Improving the experience
For better or for worse, consumers are demanding not only to be informed but also to be engaged and even entertained. A low-quality, static image is not sufficient for today’s sophisticated and sometimes fickle online shoppers.
Otto.com is the largest online store for fashion and lifestyle in Germany. It sells a wide variety of items, including apparel, furniture, electronics, toys and sporting goods. Its Web content management system required that images be saved in dozens of formats for different e-commerce systems. Changing an image in the Web content management system was expensive and time-consuming.
To address that issue, Otto evaluated numerous solutions, and selected Adobe Experience Manager (AEM), a solution for managing and delivering all types of rich media. It enables the creation of digital assets that provide an optimal customer experience on the Web, via mobile apps and in social communities. AEM provides dynamic multimedia management, which allows the use of a single set of master images that can be modified to adjust size, color, format and zoom.
Customers can now view consistent, high-quality images that can be appropriately scaled for multiple devices, from the desktop to mobile devices. They can also zoom in on images to enlarge specific portions of them, and play videos that demonstrate Otto’s products. The company has noted a positive impact on buyers and return behavior as a result of the enhanced delivery of its media assets.

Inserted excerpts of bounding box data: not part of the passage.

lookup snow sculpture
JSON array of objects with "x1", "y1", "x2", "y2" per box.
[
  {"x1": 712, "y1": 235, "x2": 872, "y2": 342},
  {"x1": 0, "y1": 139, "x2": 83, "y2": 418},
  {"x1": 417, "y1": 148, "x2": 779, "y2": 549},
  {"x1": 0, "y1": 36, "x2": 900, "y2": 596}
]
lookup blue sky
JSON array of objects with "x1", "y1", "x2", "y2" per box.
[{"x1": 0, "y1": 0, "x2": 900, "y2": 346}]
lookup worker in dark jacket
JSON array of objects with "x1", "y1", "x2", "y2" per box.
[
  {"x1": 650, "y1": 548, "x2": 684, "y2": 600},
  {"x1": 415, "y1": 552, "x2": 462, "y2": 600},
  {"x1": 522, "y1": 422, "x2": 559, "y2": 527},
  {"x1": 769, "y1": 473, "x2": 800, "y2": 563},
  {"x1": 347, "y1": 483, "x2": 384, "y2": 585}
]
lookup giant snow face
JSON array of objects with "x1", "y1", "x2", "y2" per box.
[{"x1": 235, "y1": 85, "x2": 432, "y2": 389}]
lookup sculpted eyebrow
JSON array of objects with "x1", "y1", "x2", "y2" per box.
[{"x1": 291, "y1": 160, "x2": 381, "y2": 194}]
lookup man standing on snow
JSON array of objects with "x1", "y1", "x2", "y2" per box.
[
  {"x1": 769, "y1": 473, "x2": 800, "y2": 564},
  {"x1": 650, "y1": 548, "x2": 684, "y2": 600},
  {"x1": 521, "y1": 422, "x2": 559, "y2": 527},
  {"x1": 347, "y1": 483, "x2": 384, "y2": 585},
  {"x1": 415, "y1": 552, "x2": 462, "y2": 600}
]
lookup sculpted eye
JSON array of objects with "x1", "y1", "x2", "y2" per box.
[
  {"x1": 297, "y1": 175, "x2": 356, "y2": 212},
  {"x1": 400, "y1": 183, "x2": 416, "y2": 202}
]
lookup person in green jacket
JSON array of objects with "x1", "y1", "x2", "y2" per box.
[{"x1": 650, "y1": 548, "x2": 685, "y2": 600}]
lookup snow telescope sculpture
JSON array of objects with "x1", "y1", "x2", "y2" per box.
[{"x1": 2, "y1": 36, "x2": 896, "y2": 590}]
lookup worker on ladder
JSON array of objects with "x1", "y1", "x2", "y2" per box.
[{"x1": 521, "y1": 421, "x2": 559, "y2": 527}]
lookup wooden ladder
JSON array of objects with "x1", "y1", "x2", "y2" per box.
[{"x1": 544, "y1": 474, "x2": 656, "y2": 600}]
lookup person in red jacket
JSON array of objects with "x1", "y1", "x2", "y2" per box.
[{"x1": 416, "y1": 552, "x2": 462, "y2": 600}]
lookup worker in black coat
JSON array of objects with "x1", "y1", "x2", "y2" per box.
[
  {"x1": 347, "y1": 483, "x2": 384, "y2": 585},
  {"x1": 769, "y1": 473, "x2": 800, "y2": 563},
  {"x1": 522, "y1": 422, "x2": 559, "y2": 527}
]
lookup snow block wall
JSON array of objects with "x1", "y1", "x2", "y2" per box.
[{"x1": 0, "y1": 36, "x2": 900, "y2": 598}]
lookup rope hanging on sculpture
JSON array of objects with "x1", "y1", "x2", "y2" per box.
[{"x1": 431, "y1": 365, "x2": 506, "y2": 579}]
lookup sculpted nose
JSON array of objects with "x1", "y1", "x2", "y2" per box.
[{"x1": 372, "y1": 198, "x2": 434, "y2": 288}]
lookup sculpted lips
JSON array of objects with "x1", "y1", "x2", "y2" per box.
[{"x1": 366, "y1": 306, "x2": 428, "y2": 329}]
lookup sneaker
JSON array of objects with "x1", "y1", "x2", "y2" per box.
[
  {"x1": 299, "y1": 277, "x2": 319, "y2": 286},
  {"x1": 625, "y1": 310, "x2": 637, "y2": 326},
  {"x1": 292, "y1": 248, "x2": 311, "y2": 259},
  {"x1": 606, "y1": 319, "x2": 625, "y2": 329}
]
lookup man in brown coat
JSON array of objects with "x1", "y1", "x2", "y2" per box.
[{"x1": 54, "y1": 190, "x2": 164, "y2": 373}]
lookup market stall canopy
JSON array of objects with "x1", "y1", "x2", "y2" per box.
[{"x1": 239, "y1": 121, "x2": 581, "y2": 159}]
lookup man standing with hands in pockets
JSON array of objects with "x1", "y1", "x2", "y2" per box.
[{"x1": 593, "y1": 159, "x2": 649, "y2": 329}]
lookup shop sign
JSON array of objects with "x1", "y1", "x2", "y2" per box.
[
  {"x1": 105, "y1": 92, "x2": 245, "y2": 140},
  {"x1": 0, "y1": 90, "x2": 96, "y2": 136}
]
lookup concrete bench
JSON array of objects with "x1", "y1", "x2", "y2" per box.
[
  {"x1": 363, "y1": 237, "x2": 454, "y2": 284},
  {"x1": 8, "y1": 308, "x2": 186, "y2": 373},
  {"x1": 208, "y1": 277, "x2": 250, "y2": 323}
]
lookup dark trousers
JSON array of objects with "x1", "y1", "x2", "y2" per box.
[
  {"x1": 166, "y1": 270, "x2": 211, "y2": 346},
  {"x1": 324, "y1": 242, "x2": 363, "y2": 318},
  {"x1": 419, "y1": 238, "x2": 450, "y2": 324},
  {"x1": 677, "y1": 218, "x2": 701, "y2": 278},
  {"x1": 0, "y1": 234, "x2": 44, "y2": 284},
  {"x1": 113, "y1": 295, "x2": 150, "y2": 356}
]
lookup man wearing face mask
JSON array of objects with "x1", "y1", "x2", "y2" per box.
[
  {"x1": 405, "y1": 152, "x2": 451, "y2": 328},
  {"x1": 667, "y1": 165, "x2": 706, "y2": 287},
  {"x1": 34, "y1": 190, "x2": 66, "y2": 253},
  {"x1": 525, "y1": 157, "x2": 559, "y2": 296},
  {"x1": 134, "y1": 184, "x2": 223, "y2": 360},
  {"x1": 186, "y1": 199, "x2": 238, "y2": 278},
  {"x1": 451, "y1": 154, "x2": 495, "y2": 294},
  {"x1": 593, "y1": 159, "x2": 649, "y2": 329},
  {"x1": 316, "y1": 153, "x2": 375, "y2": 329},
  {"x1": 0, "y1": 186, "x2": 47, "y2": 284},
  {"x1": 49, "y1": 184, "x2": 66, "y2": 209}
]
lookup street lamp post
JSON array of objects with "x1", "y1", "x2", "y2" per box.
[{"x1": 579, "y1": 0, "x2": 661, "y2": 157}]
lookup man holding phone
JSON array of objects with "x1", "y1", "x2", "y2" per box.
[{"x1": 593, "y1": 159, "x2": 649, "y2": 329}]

AEM manages rich media assets from the production stage through delivery within one platform, which simplifies the process for marketers and reduces time to delivery. Other digital asset management systems often use a separate online video platform to encode, publish and deliver videos. AEM includes metadata and taxonomy management, workflow and collaborative capabilities.
Consumers have high expectations about how visual information is presented on the Internet. “In retailing, a simple image does not quite cut it now, especially at the high end,” says Elliot Sedegah, senior product marketing manager for AEM, “Customers need to be able to engage with the product by zooming in to see the features close up, rotating the item or even watching a video about it, especially on a mobile device.”